Some Things I Just Can't Talk About
“I’M NOT GOING TO TAKE ANY MORE!” he said as he blocked the astonished neighbor who was holding a laundry basket. “I WON’T TAKE ANY MORE FROM HER!” in that high scream. Tim furled his lips, raising his neatly trimmed mustache, squirming it. “My boss has done some very bad things, and I’M DONE THERE!” Then, more quietly: “No, not any more.” The noise echoed up and down the three flights of stairs. Then Tim walked out into the night on one of his night walks. He often doesn’t talk of those walks either but just goes. He walks around Arlington.
Then, three days later, Monday morning, outside the three-story, crumbling brick apartment building in Arlington, Tim says: “I don’t talk about a lot of things.
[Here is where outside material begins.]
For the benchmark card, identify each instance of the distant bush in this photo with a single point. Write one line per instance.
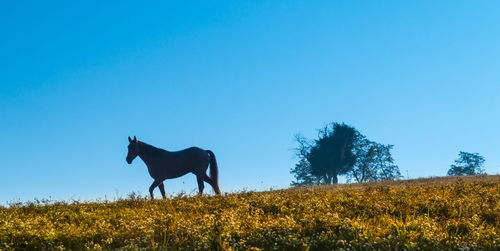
(467, 164)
I don’t normally do that. I don’t talk about a lot of things because, you know, some things are just private. Some things…some things are just private.” He’s speaking softly today, and there’s sun and a nice breeze. He’s standing on the apartment steps that lead to the sidewalk that he so often walks up and down, to work, to wherever. His short graying hair is slicked today, neatly parted on the left side. He’s shaved, but it looks like his mustache was trimmed too closely on the left side, and that he (or someone) cut off about half an inch. It looks like he pulled it off and shifted it to the right side of his face.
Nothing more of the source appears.